After discovering that their classmates did not have a real understanding of racial injustice, then-tenth graders Winona Guo and Priya Vulchi set out in 2014 to start a conversation and initiate change.

Today Guo and Vulchi are co-founders and co-presidents of Choose, an online community where people can share their stories of inequality, and the creators of the textbook Princeton Choose: The Classroom Index.

The textbook is now on its third edition and has been sold to about 500 schools and individuals across 15 states. Now seniors at Princeton High School in New Jersey, the girls are looking at their next steps for the textbook and the online community.

Their goal? Ensure K-12 students in schools nationwide “develop the historical and sociological toolkit for racial literacy” — a knowledge base they hope will ultimately help young people recognize racial justice and inspire them to create a better world.

Guo and Vulchi recently sat down with Teen Vogue to discuss the project and their goals for the future. Here’s an excerpt of their chat:

Teen Vogue: What were some of the challenges faced when creating this project?

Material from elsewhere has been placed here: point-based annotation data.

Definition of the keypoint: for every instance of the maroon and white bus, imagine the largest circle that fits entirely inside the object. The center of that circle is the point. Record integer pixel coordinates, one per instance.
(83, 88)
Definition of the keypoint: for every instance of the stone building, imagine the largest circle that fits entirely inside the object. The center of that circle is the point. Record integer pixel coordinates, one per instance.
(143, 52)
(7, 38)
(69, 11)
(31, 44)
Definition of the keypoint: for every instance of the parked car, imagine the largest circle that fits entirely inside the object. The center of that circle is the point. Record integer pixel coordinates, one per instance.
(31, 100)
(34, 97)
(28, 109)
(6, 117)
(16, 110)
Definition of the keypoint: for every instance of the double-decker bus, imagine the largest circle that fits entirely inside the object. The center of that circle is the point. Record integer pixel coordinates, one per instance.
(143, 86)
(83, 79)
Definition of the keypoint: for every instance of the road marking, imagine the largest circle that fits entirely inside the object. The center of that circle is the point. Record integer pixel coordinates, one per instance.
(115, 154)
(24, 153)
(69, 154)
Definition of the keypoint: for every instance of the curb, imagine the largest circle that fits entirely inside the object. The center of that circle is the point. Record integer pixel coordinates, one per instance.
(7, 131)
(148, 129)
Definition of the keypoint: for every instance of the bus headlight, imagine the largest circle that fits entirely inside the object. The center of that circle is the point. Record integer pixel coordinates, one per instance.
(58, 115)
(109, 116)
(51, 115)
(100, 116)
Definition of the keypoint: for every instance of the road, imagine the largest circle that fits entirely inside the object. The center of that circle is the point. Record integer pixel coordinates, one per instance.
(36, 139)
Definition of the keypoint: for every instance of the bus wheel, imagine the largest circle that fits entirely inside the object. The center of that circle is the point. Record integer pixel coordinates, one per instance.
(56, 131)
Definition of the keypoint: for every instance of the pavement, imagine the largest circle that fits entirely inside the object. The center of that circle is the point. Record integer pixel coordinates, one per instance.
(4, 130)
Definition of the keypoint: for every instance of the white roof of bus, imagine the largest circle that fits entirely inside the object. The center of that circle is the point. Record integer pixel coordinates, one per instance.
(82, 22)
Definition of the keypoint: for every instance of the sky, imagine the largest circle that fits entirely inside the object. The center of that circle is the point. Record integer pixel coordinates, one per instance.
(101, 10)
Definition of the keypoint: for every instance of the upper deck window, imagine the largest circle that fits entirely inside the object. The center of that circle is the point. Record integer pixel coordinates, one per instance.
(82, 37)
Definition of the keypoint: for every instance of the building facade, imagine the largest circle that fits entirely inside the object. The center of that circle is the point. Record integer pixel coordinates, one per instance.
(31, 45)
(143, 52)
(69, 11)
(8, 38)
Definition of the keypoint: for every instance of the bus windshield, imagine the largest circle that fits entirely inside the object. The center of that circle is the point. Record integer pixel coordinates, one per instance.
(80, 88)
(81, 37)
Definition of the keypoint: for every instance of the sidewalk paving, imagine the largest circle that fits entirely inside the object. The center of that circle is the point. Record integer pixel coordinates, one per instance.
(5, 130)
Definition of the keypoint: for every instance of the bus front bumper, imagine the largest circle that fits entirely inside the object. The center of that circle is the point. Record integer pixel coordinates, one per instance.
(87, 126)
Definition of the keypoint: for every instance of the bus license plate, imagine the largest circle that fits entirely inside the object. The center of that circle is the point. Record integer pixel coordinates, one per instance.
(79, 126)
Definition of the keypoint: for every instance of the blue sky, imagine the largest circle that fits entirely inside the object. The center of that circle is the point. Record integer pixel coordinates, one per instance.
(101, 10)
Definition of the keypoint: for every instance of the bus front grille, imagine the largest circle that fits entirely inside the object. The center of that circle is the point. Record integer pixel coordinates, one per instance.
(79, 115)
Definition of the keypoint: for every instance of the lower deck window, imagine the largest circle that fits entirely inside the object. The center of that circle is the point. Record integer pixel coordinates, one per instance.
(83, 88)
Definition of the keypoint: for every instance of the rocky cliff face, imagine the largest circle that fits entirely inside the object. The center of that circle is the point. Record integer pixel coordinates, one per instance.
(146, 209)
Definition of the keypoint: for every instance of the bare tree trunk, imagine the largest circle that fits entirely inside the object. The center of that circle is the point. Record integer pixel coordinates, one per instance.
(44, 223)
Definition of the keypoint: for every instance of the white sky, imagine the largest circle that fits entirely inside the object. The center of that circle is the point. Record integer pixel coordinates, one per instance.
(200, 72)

Winona Guo: Starting off I think a lot of it was just overcoming this personal inertia to get involved in this work because the work is difficult and it’s been emotionally challenging for activists around the country, both of us included. We weren’t sure when we started, if we wanted to commit our time and energy to this work but we decided that it is worth it. In the end, I think there is nothing more important than social justice and equity and equality, and harmony for people of all backgrounds across the united states. That is really what we committed our lives to and for the past two years and the rest of our lives to. With Priya being Indian American and myself, Chinese American, this is something we have been struggling to grapple with. We are asked why we care about this issue to which, we have many responses but we feel like we are always seen as this “model minority” or “silent minority.”

Priya Vulchi: So another struggle has been that there’s not many Asian American activists that we found or can look up to so a struggle has been figuring out our role in this whole movement. Also, in terms of just creating a textbook, it was a huge learning curve in terms of how to publish, copyright, and laying out the design etc. All of that was a huge learning process for us.  

TV: How does the idea of racial literacy go beyond the classroom? In what ways does racial literacy impact larger cultural discussions, such as the election?

PV: Why we thought it was important for kids our own age and especially younger than us to start developing racial literacy is because it’s equipping students to have contact with the world beyond the classroom. So current events and even the election. When we first started what inspired us was Eric Garner and the events that we were discussing in our AP History class. It enables students to enact change, it inspires activists so students leave the classroom not only equipped with other literacy such as math, reading, and science to make a difference in the world ,but they are equipped now with a will and a fight in them for social justice.

WG: In so many schools and districts across the nation social justice and social literacy education is still so lacking and social justice education we feel is everything. We want all students to be equipped with this toolkit and the reality of society and the United States and the inequality in society and the United States. There are studies out there that show that kids start recognizing racism as young as 3 and 4 and these kids are recognizing these issues and not talking about them in the classroom and that is totally not okay.